The leaders of signatory employer organisations argue that the draft also infringes provisions of the Romanian Constitution. If their stand is not paid heed to, they intend to file an appeal with the Constitutional Court of Romania (Curtea Constitutionala) as well as with European international bodies.

Employers deplored the fact that the new Employer Law was not discussed and approved concurrently with the law on collective work agreements (Law No. 130/1996), which is soon to be amended and also specifies representativeness criteria.

They also stress that there is a potential risk of politicising the movement of employer organisations and hence destabilising industrial relations. Since the amendments brought to the Employers’ Law will initially be approved by emergency ordinance, employer organisations may proceed immediately with the registration process. However, the parliament might reject the ordinance or reformulate a new law which would entail yet another registration process.

ACPR’s members took a less critical viewpoint. As for UNPR, it contested the legitimacy of employer organisations availing of government buildings and land, as this could potentially favour certain interests groups.
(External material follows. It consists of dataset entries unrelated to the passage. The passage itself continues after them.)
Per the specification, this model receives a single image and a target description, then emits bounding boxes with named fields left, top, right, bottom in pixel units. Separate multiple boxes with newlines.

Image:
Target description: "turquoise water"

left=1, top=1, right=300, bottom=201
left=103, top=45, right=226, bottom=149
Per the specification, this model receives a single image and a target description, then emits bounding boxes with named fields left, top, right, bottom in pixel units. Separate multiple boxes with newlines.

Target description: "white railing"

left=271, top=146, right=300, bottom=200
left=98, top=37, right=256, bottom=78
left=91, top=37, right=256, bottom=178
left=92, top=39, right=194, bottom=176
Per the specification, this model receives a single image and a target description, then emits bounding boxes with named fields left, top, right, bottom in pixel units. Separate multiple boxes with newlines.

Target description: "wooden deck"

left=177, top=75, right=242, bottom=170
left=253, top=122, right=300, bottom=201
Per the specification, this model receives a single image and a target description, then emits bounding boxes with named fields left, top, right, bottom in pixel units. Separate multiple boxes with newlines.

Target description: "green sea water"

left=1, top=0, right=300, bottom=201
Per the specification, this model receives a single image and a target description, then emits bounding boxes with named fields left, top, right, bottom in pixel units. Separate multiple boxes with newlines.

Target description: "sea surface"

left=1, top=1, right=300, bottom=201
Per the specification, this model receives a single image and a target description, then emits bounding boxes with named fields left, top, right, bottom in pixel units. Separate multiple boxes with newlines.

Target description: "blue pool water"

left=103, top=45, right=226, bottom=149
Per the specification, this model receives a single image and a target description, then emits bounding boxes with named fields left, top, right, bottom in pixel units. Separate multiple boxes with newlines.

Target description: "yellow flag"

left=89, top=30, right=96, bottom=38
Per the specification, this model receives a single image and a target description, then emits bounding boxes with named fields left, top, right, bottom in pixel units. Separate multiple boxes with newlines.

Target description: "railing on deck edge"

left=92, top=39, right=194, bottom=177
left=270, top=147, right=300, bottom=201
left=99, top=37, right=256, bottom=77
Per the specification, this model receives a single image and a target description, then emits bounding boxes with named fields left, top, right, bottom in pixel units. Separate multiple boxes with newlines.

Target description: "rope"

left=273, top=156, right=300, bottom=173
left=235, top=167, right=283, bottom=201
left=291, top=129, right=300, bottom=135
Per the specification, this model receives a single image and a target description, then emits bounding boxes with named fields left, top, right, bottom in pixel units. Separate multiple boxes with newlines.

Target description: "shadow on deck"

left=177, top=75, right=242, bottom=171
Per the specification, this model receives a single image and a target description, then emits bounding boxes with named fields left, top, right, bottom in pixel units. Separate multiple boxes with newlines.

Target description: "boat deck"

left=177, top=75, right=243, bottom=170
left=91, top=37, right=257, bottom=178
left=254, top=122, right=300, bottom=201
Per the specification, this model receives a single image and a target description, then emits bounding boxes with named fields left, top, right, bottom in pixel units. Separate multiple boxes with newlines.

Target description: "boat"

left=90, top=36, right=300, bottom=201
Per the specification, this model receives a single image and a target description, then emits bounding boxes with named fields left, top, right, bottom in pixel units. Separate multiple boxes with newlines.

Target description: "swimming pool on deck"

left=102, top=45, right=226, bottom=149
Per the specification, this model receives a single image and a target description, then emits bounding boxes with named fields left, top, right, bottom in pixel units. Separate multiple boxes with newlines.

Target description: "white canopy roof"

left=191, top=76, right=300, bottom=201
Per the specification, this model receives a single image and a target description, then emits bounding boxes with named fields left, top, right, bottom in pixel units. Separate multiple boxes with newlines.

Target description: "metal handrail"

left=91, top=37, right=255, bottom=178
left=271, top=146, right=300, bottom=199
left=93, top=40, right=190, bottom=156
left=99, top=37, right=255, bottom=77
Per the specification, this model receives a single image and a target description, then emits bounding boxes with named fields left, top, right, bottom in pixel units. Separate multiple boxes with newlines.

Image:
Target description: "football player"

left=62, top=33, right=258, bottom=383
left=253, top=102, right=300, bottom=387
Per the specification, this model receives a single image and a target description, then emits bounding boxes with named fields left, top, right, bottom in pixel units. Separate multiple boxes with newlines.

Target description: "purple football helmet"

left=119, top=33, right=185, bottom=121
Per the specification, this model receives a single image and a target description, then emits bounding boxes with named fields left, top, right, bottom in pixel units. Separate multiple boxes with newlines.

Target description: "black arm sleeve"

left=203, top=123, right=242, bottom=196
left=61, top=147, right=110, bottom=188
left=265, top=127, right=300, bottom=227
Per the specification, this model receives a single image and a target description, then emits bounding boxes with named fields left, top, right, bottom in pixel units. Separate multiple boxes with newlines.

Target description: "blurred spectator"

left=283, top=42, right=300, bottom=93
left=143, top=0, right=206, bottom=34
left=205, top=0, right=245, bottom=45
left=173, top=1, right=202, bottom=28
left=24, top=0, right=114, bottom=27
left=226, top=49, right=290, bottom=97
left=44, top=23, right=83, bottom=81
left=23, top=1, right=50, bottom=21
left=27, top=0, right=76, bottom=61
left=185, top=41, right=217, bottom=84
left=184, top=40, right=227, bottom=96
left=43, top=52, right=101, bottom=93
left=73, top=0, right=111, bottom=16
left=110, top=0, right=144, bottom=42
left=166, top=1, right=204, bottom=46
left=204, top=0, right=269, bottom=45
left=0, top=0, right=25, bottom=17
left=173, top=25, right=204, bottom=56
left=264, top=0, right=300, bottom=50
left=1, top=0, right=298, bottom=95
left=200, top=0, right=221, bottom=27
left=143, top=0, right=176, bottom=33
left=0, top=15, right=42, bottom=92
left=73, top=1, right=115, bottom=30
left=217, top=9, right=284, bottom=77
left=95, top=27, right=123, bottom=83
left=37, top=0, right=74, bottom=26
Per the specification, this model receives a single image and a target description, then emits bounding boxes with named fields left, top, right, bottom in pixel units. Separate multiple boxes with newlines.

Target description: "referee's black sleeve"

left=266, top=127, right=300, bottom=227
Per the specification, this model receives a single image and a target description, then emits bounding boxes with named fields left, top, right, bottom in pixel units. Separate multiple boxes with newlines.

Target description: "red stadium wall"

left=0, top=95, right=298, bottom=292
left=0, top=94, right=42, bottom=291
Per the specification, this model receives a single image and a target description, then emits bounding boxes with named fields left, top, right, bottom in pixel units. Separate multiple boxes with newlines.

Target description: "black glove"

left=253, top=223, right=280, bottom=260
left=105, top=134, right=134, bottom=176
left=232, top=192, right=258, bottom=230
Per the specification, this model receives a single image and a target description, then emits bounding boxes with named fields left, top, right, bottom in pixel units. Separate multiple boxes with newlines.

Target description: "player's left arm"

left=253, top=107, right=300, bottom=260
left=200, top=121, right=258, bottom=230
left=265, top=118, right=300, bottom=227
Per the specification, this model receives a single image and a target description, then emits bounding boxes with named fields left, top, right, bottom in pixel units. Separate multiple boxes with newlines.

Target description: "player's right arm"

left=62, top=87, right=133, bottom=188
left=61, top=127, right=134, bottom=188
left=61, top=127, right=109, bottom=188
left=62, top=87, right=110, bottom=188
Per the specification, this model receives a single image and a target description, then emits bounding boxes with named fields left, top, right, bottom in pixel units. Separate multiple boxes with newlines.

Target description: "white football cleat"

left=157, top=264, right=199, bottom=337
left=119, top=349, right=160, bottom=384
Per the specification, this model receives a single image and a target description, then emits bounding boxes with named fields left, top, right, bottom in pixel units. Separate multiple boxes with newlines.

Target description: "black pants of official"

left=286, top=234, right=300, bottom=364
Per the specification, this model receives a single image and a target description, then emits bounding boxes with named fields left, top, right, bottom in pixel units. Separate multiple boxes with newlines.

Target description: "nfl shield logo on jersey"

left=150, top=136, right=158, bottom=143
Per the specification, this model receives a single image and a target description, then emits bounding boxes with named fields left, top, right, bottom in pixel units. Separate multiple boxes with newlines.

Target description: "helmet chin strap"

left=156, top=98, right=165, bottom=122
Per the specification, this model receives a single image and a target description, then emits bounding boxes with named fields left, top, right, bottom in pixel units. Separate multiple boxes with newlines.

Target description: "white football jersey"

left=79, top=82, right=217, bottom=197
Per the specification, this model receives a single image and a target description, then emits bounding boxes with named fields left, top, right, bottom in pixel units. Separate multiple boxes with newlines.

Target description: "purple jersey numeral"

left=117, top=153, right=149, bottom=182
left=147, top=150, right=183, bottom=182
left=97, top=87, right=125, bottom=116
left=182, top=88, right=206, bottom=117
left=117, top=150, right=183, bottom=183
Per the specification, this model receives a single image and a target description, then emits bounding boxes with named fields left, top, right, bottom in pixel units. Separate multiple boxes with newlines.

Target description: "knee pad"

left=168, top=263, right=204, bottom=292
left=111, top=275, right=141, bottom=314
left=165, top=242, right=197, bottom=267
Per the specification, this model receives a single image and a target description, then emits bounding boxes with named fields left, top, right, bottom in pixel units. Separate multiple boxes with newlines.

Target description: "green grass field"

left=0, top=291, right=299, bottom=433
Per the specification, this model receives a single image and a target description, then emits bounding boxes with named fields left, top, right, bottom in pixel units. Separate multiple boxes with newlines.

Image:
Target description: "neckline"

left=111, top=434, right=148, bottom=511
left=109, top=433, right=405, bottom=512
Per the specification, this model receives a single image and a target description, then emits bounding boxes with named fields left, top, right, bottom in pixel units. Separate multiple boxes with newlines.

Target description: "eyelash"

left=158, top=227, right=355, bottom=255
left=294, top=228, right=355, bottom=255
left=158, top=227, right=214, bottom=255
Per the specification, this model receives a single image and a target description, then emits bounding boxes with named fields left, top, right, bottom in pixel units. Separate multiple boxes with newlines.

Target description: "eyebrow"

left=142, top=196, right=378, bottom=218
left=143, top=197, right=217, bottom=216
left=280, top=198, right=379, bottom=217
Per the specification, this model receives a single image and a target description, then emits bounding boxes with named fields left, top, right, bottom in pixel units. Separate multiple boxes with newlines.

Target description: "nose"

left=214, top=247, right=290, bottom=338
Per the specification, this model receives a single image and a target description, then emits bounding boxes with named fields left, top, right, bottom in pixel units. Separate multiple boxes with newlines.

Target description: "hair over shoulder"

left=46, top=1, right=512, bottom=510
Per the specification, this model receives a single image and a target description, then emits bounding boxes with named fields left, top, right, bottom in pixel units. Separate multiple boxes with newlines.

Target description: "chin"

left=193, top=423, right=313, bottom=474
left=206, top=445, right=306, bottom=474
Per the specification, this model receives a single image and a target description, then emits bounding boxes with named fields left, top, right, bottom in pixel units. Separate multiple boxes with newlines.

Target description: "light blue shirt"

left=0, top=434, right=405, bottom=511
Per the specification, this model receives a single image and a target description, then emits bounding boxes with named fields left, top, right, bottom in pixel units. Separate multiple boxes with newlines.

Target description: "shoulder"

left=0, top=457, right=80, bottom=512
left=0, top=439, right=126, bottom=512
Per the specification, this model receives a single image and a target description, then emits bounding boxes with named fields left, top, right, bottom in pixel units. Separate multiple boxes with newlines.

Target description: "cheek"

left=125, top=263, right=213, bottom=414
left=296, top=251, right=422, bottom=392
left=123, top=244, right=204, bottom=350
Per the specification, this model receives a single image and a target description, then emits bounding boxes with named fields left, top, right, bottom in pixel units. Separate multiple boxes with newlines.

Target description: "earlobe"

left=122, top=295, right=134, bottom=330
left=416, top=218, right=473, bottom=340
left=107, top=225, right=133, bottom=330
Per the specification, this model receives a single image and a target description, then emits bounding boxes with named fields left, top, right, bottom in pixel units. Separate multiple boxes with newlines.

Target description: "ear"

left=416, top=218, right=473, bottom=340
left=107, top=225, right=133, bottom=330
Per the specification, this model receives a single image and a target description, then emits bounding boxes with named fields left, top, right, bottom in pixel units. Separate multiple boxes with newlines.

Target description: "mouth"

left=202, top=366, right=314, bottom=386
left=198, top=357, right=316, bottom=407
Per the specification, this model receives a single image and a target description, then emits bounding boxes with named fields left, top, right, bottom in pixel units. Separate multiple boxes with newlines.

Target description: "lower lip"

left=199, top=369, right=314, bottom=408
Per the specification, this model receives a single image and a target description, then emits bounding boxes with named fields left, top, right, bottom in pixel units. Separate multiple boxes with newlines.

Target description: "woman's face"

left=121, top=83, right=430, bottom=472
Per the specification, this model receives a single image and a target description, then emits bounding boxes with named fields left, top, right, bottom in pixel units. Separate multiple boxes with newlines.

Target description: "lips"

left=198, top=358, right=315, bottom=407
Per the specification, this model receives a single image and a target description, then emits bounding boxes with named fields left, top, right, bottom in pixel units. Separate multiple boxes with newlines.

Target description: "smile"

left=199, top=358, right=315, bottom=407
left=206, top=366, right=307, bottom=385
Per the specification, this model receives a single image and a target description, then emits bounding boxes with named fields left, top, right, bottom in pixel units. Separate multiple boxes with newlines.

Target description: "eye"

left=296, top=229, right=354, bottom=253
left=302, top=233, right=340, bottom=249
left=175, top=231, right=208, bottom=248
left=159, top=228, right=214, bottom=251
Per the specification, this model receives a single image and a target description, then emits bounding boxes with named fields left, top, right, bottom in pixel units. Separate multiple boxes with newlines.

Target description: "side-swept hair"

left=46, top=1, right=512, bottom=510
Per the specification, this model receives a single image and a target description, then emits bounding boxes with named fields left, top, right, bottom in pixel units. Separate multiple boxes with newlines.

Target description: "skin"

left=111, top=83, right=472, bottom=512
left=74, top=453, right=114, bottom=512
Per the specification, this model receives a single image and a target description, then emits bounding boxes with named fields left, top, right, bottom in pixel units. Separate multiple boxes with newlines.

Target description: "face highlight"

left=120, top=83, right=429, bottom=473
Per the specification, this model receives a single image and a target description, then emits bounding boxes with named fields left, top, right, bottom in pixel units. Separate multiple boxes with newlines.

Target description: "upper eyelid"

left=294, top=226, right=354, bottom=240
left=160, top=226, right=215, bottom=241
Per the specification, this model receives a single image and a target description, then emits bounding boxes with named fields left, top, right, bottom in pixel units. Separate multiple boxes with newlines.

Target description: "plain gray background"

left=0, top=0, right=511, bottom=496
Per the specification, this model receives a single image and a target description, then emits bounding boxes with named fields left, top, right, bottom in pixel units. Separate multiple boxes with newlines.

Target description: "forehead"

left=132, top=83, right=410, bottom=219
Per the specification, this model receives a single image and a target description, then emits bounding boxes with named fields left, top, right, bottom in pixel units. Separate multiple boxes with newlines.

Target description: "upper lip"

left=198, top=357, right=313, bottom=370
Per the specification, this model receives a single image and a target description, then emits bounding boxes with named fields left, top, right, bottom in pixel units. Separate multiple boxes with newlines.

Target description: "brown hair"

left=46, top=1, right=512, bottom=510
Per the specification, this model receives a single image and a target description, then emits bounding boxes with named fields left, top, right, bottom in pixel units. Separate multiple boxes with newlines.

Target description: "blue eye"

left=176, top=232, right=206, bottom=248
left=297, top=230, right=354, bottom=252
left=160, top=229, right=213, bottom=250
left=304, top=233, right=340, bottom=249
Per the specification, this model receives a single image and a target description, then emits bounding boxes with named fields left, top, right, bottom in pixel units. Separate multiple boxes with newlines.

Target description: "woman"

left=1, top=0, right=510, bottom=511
In February 2006, debates between the government and employer organisations continued and it is hoped that in the near future a joint decision will be reached on the proposed amendments.


The fragmentation of the employer organisations is a new feature of Romanian industrial relations (RO0310103F). The 2005 Comprehensive Monitoring Report by the European Commission referred to it as ‘a phenomenon that undermines the capacity of employers to participate in bipartite or tripartite social dialogue’.

Some sectors of the economy completely lack nationally representative employer organisations to participate in collective bargaining, while, at national level, the voice of employer organisations is also dispersed.

Given the certain organisational, information and functional shortcomings in the system of employer organisations, the government has been forced to propose a new law. The problem is that its proposal does not include all the remarks and suggestions made by existing employer organisations in the course of discussions held throughout 2005. However, taking into account the fragmentation and diversity of opinions voiced by Romanian employer organisations, it is hard to believe that the proposed law will be received with an unanimously favourable reaction by all employer organisations.

Nonetheless, the government has to assume its unpopular role of approving amendments by emergency bill, and we might witness a regrouping of the employers’ movement in the near future.